奇譚0007 分裂と分解

 晴れていて暖かく心地よい日でなんとなくどこかへ出掛けようと思ってクローゼットの中を見ると見慣れない服を発見する。ジャケットとシャツとパンツがセットで吊るされていていつ買ったものか思い出せない。もしかして妻が買ってきてくれたんだろうか?そういえば妻の姿が見えない。今日はどこかへ出掛けてるんだろうか?でも出掛けるなら何か言っていくだろうし、ちょっとそこらへんまで買い物にでも行ったのだろうか?そういう時でも大抵はメモを残したりはするけれどダイニングテーブルにはそういう書き置きは見当たらない。そんな事を考えながら見覚えのない洋服に袖を通してみるとサイズもぴったりで着心地も抜群だった。何だか気分もいいのでちょっと散歩しようと思い靴箱をみるとそこにも見慣れない靴があった。
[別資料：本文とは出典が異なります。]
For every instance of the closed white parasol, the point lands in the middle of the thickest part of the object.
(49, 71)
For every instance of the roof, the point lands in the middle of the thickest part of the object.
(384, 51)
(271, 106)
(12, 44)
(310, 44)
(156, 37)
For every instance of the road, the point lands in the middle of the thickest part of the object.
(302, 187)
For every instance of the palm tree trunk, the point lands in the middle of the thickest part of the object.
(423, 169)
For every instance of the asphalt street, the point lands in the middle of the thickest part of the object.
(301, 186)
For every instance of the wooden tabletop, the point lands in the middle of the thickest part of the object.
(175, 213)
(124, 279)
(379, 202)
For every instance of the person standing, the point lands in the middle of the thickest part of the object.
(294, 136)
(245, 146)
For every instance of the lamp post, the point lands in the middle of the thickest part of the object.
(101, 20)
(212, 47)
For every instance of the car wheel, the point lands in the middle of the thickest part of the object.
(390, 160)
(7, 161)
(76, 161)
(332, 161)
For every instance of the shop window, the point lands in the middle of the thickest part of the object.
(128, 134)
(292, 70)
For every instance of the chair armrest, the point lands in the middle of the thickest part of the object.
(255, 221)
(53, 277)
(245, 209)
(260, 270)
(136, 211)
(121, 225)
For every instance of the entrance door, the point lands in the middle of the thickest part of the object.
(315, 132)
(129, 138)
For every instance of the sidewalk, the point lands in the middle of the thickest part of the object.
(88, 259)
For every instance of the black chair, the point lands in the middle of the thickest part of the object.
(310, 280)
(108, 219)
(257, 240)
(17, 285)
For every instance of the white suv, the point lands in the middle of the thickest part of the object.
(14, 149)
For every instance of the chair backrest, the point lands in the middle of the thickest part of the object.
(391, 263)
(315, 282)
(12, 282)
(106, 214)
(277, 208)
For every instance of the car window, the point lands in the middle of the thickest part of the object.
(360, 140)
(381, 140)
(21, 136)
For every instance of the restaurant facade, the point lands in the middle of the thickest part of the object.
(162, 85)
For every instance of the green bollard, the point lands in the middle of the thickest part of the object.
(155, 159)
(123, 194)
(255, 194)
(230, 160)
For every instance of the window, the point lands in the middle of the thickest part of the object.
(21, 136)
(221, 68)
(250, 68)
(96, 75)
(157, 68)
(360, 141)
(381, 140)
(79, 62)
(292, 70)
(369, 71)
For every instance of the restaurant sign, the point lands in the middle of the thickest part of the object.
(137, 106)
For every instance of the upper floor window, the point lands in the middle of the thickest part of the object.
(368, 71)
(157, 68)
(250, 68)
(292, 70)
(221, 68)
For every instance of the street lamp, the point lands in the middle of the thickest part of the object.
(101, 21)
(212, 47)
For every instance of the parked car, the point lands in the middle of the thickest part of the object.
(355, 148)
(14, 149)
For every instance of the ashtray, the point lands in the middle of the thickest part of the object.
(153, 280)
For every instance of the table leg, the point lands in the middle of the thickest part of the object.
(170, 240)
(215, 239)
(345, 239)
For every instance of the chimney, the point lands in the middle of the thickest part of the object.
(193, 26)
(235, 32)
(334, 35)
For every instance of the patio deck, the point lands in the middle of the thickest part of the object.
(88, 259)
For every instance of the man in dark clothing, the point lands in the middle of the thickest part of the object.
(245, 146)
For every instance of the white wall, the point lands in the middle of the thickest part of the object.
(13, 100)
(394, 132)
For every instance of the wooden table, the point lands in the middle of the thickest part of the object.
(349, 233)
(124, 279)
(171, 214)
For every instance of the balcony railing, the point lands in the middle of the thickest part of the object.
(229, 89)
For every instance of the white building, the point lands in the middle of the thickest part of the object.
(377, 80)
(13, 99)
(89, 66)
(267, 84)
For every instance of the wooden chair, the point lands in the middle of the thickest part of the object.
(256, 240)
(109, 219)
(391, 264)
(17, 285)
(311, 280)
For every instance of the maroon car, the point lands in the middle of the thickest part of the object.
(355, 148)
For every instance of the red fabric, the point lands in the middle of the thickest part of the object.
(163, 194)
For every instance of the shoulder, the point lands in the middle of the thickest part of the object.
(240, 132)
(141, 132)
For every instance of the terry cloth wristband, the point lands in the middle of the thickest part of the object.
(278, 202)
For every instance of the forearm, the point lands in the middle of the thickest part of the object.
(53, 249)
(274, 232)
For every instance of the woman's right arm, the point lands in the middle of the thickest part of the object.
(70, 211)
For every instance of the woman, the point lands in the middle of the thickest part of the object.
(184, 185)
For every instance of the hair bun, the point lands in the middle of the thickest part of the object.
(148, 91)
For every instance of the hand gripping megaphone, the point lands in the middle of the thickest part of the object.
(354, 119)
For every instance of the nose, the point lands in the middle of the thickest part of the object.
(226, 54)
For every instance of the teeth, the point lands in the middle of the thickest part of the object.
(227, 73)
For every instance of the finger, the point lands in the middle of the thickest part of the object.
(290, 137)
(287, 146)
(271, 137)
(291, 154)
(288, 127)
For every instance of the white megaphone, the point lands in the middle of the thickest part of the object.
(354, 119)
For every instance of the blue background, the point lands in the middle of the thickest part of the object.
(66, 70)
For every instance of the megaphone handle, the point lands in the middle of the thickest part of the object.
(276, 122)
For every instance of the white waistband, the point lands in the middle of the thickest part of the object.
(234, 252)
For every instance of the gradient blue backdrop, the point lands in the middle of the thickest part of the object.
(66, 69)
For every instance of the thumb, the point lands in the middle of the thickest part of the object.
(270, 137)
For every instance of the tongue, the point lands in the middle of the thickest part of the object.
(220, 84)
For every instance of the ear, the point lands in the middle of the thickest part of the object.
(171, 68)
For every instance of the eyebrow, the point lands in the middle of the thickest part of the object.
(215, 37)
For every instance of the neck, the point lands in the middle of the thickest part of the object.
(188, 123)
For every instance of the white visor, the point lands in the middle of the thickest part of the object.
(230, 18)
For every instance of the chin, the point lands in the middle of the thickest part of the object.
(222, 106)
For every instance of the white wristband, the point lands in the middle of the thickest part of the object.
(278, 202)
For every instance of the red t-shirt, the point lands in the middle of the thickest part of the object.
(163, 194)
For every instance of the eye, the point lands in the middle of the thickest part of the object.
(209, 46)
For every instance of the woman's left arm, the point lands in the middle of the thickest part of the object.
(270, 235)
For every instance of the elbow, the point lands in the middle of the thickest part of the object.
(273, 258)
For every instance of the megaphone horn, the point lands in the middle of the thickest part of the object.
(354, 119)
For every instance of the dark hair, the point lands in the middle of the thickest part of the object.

サイズもぴったりでこの服装にも合う。自然と外に出て歩くといつもより体が軽いような気分だった。何気なく最寄りの駅まで行くと本屋が目に入って普段本なんて読まないのに読んでみたい気分になってなんとなく手に取って表紙のデザインとタイトルが気になったので買ってみた。買った本はジャケットのポケットに入れるとちょうど収まった。なんとなく電車に乗っていた。休日のこの時間はそんなに混んでいない。ボックスシートに座って本を読んだ。タイトルは「分裂と分解」でミステリーのようだった。著者は聞いたことがない外国の作家だった。読み始めると面白かった。夢中になって読んでいるといつの間にか終点の駅まで来てしまった。乗ったことのある路線だったがこの駅では降りたことがない。降りてみると住宅街ばかりで特に何もない。でも何故か懐くかしい感じがして歩いているとテラスのあるカフェを見つけた。そこで少し休憩しようとテラス席に座った。エスプレッソを飲んでいると視線を感じて見ると見知らぬ男がこちらを見ていた。誰だろう?と頭の中で考えていたがそれはカフェの窓ガラスに映った自分だった。まるで別人に見えるじゃないか?思わず笑いそうになった。腕時計を見た。まだ来ないのかな?と思った。ん?まだ来ないって誰が?なんで俺はそんな事を考えたんだろう。でも自分の中で誰かを待っているような気分だった。もう一度窓ガラスに映った自分をみるとそいつはもうこちらを見ていない。何かが腑に落ちた。論理的な説明はできない。俺はずっと待っていたんだ。彼女をずっと待っている。彼女?名前も顔もまるで思い出せないのにその彼女を待っている事だけは何故か確信できる。それから俺は家に帰らずにこの街に住み続けて毎日このカフェで彼女を待ちカフェが休みの日は街を歩いて彼女の姿を探している。妻のことは気にならなかった。家に帰ってももう妻がいるとは思えなかったからだろう。